In summary, we conclude that a significant proportion of p16Ink4a/SAβG-positive cells accumulating in aging mice are macrophages that acquired this phenotype as part of their physiological reprogramming towards an M2-like phenotype. This interpretation is consistent with reports that tumor-associated macrophages (TAMs), which possess also an M2 phenotype, were shown to express p16Ink4a. It is highly unlikely that senolytic compounds isolated for their ability to eradicate bona fide SCs would be equally potent and selective against cells that simply resemble SCs by two unreliable biomarkers (p16Ink4a/SAβG) yet lack the most definitive properties of senescence. However, several molecules identified with anti-SC activities, including ruxolitinib, dasatinib, and quercetin, have documented anti-inflammatory effects on macrophages that may contribute to improvements in healthspan. We believe that the assumptions made in a series of recent works - that p16Ink4a/SAβG-positive cells are SCs - needs to be carefully re-evaluated, and that the effects of anti-SC therapies on macrophages needs to be evaluated.

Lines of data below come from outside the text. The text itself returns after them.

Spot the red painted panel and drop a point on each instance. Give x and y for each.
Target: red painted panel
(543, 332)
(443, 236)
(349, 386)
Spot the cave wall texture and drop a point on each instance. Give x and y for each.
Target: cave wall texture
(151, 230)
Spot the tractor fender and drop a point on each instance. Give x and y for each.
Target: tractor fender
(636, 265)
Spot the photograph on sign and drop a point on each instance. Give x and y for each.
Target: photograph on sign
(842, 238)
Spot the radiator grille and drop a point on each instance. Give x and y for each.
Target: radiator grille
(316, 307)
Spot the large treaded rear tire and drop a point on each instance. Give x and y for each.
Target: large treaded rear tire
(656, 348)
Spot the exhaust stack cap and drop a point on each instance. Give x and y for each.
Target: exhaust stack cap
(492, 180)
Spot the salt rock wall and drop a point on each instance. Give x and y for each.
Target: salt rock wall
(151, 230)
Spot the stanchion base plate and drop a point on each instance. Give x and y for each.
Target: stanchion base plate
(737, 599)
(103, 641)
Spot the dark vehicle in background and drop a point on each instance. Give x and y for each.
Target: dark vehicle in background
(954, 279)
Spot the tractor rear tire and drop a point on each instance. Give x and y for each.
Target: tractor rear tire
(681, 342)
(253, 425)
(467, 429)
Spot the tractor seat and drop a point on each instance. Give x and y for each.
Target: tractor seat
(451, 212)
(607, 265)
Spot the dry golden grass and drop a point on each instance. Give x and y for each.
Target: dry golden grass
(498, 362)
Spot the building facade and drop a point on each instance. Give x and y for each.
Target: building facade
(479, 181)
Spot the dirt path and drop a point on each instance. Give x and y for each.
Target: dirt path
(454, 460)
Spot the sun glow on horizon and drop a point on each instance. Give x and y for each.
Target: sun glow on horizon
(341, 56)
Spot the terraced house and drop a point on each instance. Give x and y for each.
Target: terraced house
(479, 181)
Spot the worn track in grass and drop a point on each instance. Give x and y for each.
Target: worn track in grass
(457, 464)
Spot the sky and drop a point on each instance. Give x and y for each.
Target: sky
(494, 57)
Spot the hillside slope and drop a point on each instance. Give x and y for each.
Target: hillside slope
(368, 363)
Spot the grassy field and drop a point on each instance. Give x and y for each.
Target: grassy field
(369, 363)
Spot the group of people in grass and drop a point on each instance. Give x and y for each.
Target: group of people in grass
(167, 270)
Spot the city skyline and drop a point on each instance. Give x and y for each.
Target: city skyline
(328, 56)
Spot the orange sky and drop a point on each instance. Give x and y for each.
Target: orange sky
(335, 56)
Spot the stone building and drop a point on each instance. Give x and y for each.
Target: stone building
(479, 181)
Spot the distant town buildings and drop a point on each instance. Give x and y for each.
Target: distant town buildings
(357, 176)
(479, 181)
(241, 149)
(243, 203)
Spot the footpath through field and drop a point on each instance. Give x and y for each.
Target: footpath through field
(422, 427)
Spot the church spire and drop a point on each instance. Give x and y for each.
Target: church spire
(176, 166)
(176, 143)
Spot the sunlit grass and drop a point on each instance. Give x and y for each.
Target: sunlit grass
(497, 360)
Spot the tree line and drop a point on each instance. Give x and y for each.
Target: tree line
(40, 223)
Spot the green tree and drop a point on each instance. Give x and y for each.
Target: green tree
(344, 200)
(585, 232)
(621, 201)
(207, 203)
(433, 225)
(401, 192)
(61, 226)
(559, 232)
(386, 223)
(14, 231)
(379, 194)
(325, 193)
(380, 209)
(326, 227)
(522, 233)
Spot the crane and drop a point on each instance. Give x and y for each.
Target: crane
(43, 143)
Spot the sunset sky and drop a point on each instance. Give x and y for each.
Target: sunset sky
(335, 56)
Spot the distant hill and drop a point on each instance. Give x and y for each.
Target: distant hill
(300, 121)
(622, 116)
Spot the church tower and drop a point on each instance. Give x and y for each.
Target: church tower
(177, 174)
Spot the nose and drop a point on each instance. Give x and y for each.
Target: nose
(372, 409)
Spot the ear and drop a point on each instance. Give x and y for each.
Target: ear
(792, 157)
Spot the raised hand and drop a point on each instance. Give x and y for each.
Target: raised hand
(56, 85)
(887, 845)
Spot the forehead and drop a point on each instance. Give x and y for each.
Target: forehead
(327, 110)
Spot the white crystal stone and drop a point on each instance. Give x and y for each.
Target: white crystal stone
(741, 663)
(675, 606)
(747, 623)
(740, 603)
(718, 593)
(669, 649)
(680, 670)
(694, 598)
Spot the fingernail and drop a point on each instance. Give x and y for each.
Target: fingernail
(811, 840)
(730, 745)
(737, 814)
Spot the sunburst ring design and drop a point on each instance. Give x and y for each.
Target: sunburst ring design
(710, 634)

Importantly, our results do not overthrow the significance of the SC's role in aging or disprove the rationale for the development of senolytic compounds. Nevertheless, they do question the accuracy of interpretation of the reasons for the improvement of the health of mice following the eradication of p16Ink4a-positive cells, raising the possibility that SCs may not be the only ones implicated in age-related frailty and that other players may be involved that could require different approaches to target.